In 1982 Marshall and Warren got funding for one year research. The first 30 out of 100 samples showed no support for their hypothesis. However, it was discovered that the lab technicians had been throwing out the cultures after 2 days. This was standard practice for throat swabs where other organisms in the mouth rendered cultures as not useful after 2 days. Due to other hospital work, the lab technicians did not have time to immediately throw out the 31st test on the second day, and so it stayed from Thursday through to the Monday. In this sample, they discovered the presence of H. pylori. It turns out that H. pylori grow more slowly than 2 days, and also that the stomach cultures are not contaminated by other organisms.
In 1983 they submitted their findings so far to the Gastroenterological Society of Australia, but the reviewers turned their paper down, rating it in the bottom 10% of those they received in 1983.
After failed attempts to infect piglets in 1984, Marshall, after having a baseline endoscopy done, drank a broth containing cultured H. pylori, expecting to develop, perhaps years later, an ulcer. He was surprised when, only three days later, he developed vague nausea and halitosis (due to the achlorhydria, there was no acid to kill bacteria in the stomach, and their waste products manifested as bad breath), noticed only by his mother. On days 5–8, he developed achlorydric (no acid) vomiting. On day eight, he had a repeat endoscopy, which showed massive inflammation (gastritis), and a biopsy from which H. pylori was cultured, showing it had colonised his stomach. On the fourteenth day after ingestion, a third endoscopy was done, and Marshall began to take antibiotics.
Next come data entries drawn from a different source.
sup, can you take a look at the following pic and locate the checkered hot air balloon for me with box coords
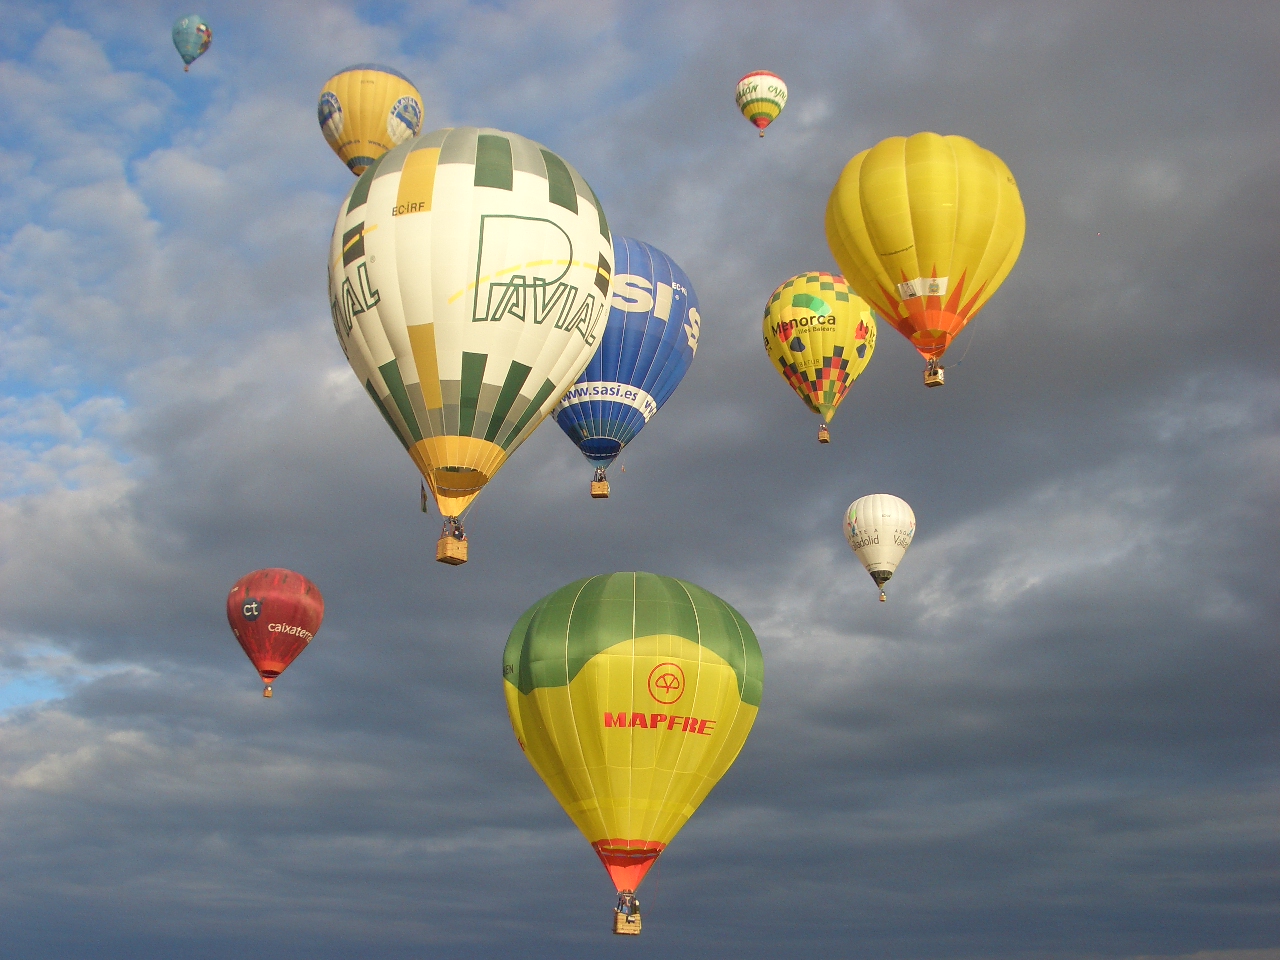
[762,272,877,443]
[329,127,613,564]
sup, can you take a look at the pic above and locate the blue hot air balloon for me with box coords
[554,236,700,498]
[172,15,212,72]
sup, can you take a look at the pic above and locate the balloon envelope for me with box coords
[825,132,1025,362]
[554,236,699,468]
[329,126,614,522]
[844,495,916,598]
[318,64,424,175]
[763,272,876,424]
[226,569,324,690]
[735,71,787,135]
[171,14,211,70]
[504,573,764,893]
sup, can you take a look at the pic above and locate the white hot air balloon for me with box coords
[844,494,916,601]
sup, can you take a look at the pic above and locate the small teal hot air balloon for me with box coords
[172,15,212,72]
[554,237,700,498]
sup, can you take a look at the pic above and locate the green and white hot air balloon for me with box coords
[329,126,614,564]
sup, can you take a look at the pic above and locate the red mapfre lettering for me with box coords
[599,712,717,735]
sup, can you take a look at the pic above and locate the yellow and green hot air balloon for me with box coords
[735,70,787,136]
[825,132,1025,387]
[763,272,876,442]
[328,127,614,564]
[318,64,424,175]
[504,573,764,934]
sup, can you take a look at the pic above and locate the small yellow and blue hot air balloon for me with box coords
[735,70,787,136]
[172,14,211,72]
[318,64,424,175]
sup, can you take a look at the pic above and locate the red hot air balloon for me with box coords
[225,569,324,697]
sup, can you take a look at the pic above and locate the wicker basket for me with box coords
[591,480,610,499]
[613,912,642,935]
[436,536,468,565]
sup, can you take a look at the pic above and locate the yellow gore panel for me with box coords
[410,435,508,516]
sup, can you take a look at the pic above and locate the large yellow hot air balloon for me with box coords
[825,133,1025,387]
[318,64,424,175]
[504,573,764,935]
[329,127,614,564]
[762,272,876,442]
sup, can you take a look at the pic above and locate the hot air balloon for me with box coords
[763,272,876,442]
[554,237,699,498]
[318,64,424,176]
[826,133,1025,387]
[735,71,787,136]
[504,573,763,934]
[225,569,324,697]
[329,127,614,564]
[844,495,915,601]
[171,14,211,72]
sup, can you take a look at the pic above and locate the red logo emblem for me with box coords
[647,662,685,705]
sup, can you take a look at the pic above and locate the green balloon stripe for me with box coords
[503,573,763,707]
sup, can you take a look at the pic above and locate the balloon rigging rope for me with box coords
[953,319,979,367]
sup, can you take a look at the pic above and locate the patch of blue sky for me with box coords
[0,642,129,713]
[0,673,66,713]
[354,0,452,51]
[0,389,133,498]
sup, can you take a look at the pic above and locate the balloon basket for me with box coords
[613,911,642,935]
[591,480,611,499]
[436,536,468,565]
[263,684,273,698]
[817,424,830,443]
[924,361,945,388]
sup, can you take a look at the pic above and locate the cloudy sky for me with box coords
[0,1,1276,957]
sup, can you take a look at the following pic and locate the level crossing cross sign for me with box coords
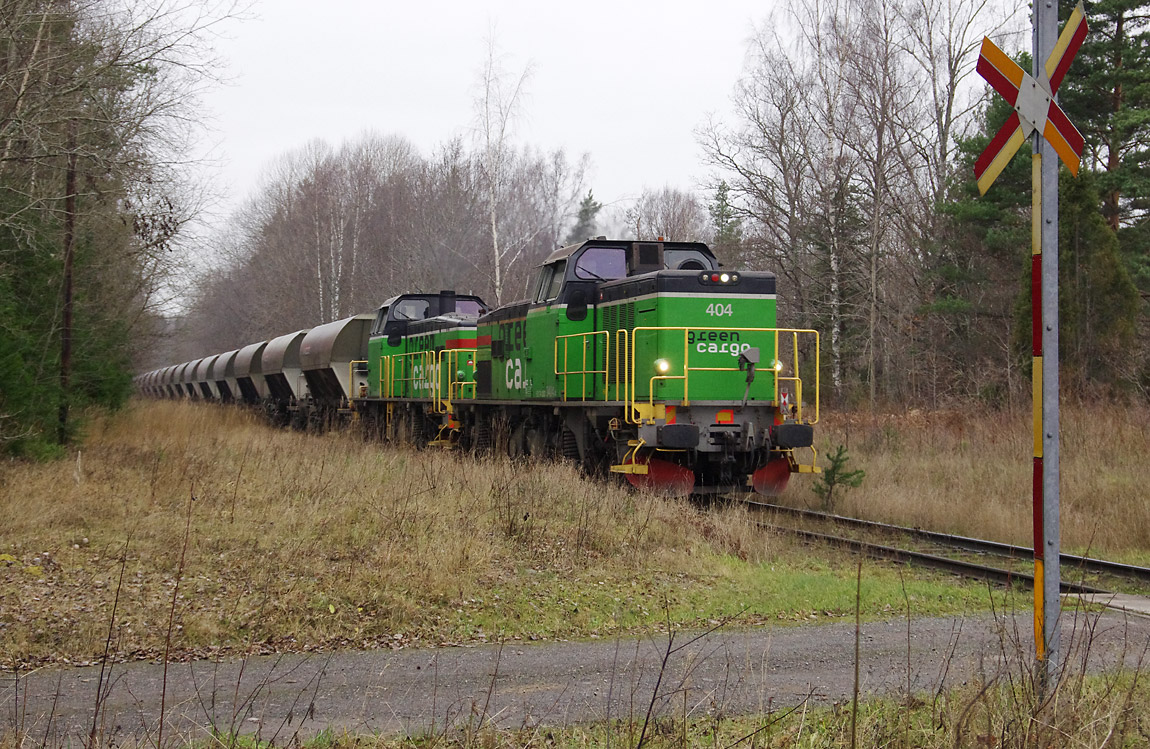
[974,0,1090,688]
[974,2,1088,194]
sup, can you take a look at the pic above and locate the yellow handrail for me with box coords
[435,348,477,413]
[628,327,690,424]
[381,350,436,400]
[554,331,608,401]
[616,330,631,421]
[623,326,820,425]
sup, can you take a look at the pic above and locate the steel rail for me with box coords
[758,523,1108,595]
[744,500,1150,586]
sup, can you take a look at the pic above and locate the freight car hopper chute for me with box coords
[261,329,311,404]
[299,313,375,404]
[196,355,221,399]
[210,350,239,402]
[232,340,270,404]
[181,359,203,398]
[163,365,180,398]
[221,350,241,401]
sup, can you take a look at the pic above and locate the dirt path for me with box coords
[5,610,1149,745]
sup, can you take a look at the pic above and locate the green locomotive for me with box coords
[354,239,820,496]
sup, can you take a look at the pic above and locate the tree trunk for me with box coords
[58,123,77,445]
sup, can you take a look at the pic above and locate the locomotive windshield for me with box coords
[574,246,627,281]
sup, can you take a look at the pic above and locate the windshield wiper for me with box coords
[576,268,608,282]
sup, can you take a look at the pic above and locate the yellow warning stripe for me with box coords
[1045,3,1086,79]
[1044,120,1081,175]
[980,37,1025,88]
[977,126,1026,195]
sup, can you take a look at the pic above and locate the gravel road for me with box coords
[5,608,1149,745]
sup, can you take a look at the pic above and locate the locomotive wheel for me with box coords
[560,426,581,463]
[525,425,549,457]
[473,422,493,455]
[393,408,414,445]
[508,423,527,458]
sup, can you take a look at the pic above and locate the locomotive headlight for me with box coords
[655,358,671,374]
[771,359,784,372]
[720,272,730,283]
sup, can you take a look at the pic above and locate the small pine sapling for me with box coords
[812,444,864,513]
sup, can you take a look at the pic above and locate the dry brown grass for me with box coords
[0,400,783,667]
[785,402,1150,562]
[6,397,1115,670]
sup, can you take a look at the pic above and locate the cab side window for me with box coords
[391,299,429,321]
[533,267,552,302]
[371,307,390,335]
[536,260,567,302]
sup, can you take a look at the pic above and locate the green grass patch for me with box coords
[438,561,1018,645]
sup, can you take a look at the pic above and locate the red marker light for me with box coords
[711,274,720,282]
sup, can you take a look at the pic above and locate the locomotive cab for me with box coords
[365,291,489,402]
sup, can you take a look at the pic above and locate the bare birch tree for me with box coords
[474,36,531,304]
[623,187,709,241]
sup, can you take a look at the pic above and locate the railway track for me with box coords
[743,500,1150,595]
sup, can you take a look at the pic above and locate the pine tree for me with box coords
[1056,1,1150,386]
[1058,0,1150,233]
[944,52,1140,395]
[564,190,602,245]
[929,89,1032,402]
[708,181,744,261]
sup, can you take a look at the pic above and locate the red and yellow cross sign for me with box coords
[974,2,1088,194]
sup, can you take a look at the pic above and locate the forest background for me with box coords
[1,0,1147,457]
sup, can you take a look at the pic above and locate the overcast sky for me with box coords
[194,0,776,226]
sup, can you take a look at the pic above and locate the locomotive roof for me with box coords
[378,291,486,308]
[541,239,715,265]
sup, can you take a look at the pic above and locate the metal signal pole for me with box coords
[1032,0,1061,687]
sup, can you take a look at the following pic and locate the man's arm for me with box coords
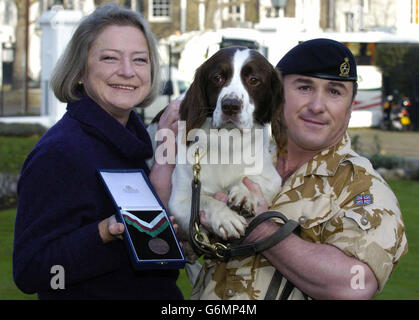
[209,178,378,300]
[245,219,378,300]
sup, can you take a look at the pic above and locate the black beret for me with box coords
[276,38,357,81]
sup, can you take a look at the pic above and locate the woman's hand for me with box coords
[199,177,269,237]
[149,99,182,208]
[199,177,269,233]
[98,215,124,244]
[157,99,181,136]
[241,177,269,214]
[98,215,178,245]
[169,215,178,235]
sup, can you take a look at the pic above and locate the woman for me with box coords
[13,4,181,299]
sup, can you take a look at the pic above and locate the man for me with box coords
[192,38,408,300]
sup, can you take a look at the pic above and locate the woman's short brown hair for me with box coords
[50,3,160,109]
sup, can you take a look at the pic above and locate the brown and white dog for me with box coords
[148,46,286,240]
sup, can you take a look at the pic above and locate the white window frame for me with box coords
[345,11,354,32]
[234,3,245,21]
[148,0,171,23]
[222,0,245,22]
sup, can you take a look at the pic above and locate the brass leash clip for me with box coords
[193,148,201,183]
[194,225,228,259]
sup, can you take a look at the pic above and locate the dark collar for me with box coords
[66,94,153,162]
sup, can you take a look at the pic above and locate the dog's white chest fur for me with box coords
[168,119,282,240]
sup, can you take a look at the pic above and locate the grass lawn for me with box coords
[1,180,417,300]
[0,208,36,300]
[374,180,419,300]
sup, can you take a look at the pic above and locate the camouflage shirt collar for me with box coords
[302,132,353,177]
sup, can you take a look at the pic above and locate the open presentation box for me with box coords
[98,169,186,270]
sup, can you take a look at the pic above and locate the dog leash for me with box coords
[189,148,229,259]
[189,148,300,262]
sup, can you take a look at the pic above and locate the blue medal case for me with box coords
[98,169,186,270]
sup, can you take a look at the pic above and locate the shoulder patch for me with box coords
[354,194,373,206]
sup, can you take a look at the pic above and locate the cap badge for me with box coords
[339,57,350,77]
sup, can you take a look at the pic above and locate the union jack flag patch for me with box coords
[354,194,373,206]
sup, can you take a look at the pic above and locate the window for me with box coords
[223,0,245,22]
[345,12,354,32]
[267,7,281,18]
[149,0,171,22]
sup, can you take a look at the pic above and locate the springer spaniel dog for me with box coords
[148,46,286,241]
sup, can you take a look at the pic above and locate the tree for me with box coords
[12,0,127,90]
[376,44,419,99]
[12,0,37,89]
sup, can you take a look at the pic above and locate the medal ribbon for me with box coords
[121,211,169,238]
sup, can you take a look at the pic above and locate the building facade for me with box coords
[1,0,418,83]
[141,0,260,39]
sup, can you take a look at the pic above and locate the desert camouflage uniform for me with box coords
[190,132,408,300]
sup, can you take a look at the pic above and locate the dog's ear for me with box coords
[179,64,209,139]
[270,69,287,156]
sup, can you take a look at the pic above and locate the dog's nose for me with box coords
[221,98,242,116]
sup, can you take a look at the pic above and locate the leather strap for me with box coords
[188,163,299,260]
[189,182,299,260]
[264,270,299,300]
[218,211,299,260]
[280,280,296,300]
[189,179,214,257]
[264,269,283,300]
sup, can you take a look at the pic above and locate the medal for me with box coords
[121,211,171,255]
[148,237,170,255]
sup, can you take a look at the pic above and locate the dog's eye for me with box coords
[212,74,224,85]
[248,76,260,86]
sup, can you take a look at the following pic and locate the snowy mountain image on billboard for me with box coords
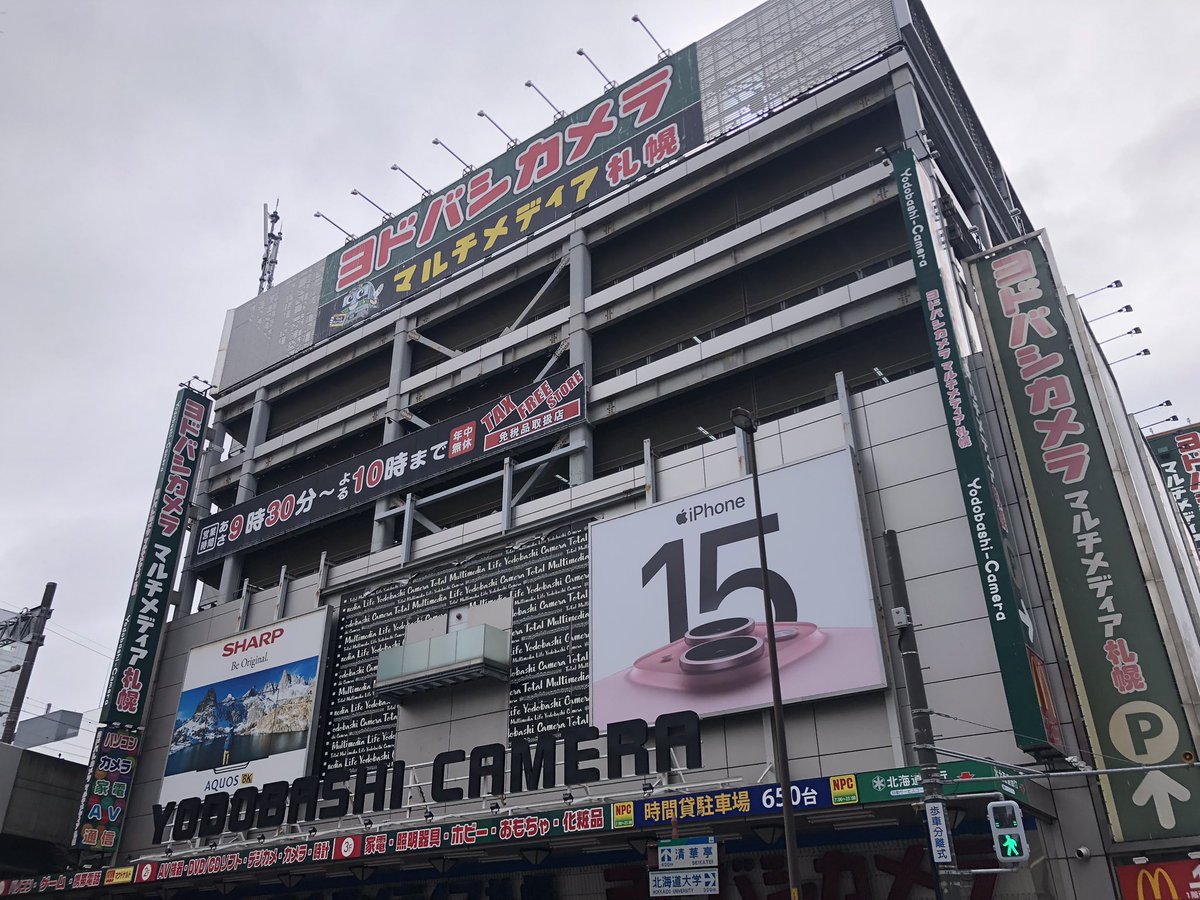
[164,657,319,775]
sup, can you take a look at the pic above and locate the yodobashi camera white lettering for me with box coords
[675,496,746,525]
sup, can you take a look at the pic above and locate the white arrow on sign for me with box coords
[1188,863,1200,890]
[1130,770,1192,829]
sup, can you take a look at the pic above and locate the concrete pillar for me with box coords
[567,231,594,485]
[967,187,992,248]
[372,319,413,551]
[176,416,226,618]
[220,388,271,604]
[235,387,271,502]
[890,70,925,156]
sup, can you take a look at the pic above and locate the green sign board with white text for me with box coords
[857,760,1027,804]
[892,150,1062,754]
[1146,426,1200,556]
[973,233,1200,842]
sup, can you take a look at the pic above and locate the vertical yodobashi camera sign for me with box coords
[589,450,886,724]
[158,607,331,808]
[1146,427,1200,554]
[99,387,211,728]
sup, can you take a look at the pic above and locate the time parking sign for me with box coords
[590,449,885,724]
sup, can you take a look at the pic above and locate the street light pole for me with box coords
[1,582,55,744]
[731,408,801,900]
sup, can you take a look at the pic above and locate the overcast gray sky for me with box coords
[1,1,1196,764]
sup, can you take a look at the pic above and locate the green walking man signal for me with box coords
[987,800,1030,864]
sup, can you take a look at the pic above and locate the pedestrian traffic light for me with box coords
[987,800,1029,863]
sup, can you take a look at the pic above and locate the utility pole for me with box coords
[883,533,960,900]
[1,582,55,744]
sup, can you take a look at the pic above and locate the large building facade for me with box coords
[21,1,1200,897]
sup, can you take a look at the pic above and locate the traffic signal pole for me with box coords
[884,535,1038,878]
[883,532,962,900]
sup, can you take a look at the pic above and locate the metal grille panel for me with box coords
[697,0,899,136]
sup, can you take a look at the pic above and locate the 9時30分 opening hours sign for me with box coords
[313,47,704,343]
[973,233,1200,842]
[192,367,585,564]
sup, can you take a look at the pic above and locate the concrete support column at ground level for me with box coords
[567,230,593,485]
[220,388,270,604]
[373,319,412,552]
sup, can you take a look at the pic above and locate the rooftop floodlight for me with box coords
[390,164,432,198]
[1078,279,1124,299]
[1090,304,1133,323]
[631,14,669,59]
[525,79,565,120]
[1142,414,1179,430]
[349,188,393,220]
[576,48,616,90]
[1133,400,1172,416]
[432,137,472,175]
[477,110,517,149]
[1111,348,1151,364]
[1099,326,1142,344]
[313,211,356,243]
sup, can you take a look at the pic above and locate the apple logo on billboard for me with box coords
[676,510,688,525]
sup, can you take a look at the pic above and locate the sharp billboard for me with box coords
[159,608,331,807]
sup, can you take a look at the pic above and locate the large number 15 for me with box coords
[641,516,798,641]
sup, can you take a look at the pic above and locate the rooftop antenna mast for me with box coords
[258,200,283,295]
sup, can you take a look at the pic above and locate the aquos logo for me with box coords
[204,774,245,792]
[675,495,746,526]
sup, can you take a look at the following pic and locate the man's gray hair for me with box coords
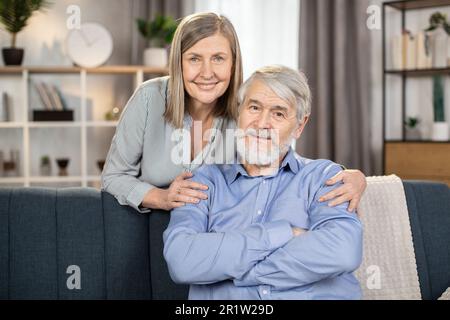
[237,65,312,122]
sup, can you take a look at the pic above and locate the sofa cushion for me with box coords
[56,188,105,299]
[404,181,450,300]
[102,191,152,299]
[0,188,11,299]
[8,188,59,299]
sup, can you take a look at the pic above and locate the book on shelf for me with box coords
[404,32,416,70]
[416,32,432,69]
[47,84,64,111]
[34,81,68,111]
[52,85,68,110]
[35,82,54,110]
[0,92,12,122]
[392,30,432,70]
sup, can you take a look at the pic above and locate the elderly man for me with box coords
[163,65,363,300]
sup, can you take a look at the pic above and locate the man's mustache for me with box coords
[240,128,279,140]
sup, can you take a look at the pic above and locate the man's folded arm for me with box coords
[163,171,294,285]
[234,163,363,290]
[234,216,362,290]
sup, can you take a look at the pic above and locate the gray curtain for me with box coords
[296,0,374,175]
[130,0,192,65]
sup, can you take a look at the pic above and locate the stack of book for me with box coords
[34,82,68,111]
[391,30,433,70]
[33,82,73,121]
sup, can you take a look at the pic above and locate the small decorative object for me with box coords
[56,158,70,177]
[431,76,448,141]
[0,0,52,66]
[65,23,113,68]
[424,12,450,68]
[97,160,106,173]
[404,117,421,141]
[104,107,121,121]
[2,149,20,177]
[137,14,178,67]
[40,155,51,176]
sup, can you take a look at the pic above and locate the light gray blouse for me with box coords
[101,76,237,213]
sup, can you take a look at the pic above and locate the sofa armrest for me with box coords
[438,288,450,300]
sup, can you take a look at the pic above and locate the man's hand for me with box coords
[292,227,307,237]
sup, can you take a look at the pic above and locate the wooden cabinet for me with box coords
[385,142,450,186]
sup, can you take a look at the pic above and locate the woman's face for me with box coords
[182,33,233,108]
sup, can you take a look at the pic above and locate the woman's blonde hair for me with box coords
[165,12,243,129]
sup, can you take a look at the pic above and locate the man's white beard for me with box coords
[236,128,291,166]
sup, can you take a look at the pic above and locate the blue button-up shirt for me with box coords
[163,148,363,300]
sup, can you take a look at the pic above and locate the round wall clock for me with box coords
[66,23,113,68]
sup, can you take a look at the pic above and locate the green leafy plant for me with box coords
[0,0,52,48]
[433,76,445,122]
[404,117,420,129]
[425,12,450,35]
[136,14,178,47]
[40,155,50,164]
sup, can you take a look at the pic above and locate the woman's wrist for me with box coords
[141,187,165,210]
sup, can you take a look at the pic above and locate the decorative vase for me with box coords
[143,47,168,67]
[431,122,449,141]
[97,160,106,173]
[430,28,448,68]
[56,158,70,177]
[2,48,24,66]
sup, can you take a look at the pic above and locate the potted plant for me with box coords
[431,75,448,141]
[0,0,52,66]
[424,12,450,67]
[136,14,178,67]
[39,155,51,176]
[404,117,421,141]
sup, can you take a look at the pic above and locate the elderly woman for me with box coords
[101,12,366,213]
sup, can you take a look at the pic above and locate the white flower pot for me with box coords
[431,122,449,141]
[143,48,168,67]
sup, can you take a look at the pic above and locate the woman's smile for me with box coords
[194,81,220,90]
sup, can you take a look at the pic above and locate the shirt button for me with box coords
[262,180,266,184]
[262,290,268,295]
[257,210,262,215]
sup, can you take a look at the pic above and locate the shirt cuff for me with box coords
[264,220,294,250]
[126,181,154,214]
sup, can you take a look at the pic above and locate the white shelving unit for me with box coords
[0,65,167,188]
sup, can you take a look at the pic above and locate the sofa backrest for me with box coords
[0,181,449,300]
[0,187,188,300]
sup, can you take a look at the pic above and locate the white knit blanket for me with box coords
[354,175,422,300]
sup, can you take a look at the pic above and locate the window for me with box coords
[195,0,300,79]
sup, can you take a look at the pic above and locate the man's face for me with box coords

Interestingly, Marshall did not develop antibodies to H. pylori, suggesting that innate immunity can sometimes eradicate acute H. pylori infection. Marshall's illness and recovery, based on a culture of organisms extracted from a patient, fulfilled Koch's postulates for H. pylori and gastritis, but not for peptic ulcer. This experiment was published in 1985 in the Medical Journal of Australia and is among the most cited articles from the journal.
After his work at Fremantle Hospital, Marshall did research at Royal Perth Hospital (1985–86) and at the University of Virginia, USA (1986–Present), before returning to Australia while remaining on the faculty of the University of Virginia. He held a Burnet Fellowship at the University of Western Australia (UWA) from 1998–2003. Marshall continues research related to H. pylori and runs the H. pylori Research Laboratory at UWA.
Marshall also received the Warren Alpert Prize in 1994; the Australian Medical Association Award and the Albert Lasker Award for Clinical Medical Research in 1995; the Gairdner Foundation International Award in 1996; the Paul Ehrlich and Ludwig Darmstaedter Prize in 1997; the Dr A.H. Heineken Prize for Medicine, the Florey Medal, and the Buchanan Medal of the Royal Society in 1998.
Marshall was awarded the Benjamin Franklin Medal for Life Sciences in 1999; the Keio Medical Science Prize in 2002; and the Australian Centenary Medal and Macfarlane Burnet Medal and Lecture in 2003.
In 2005, the Karolinska Institute in Stockholm awarded the Nobel Prize in Physiology or Medicine to Marshall and Robin Warren, his long-time collaborator, "for their discovery of the bacterium Helicobacter pylori and its role in gastritis and peptic ulcer disease".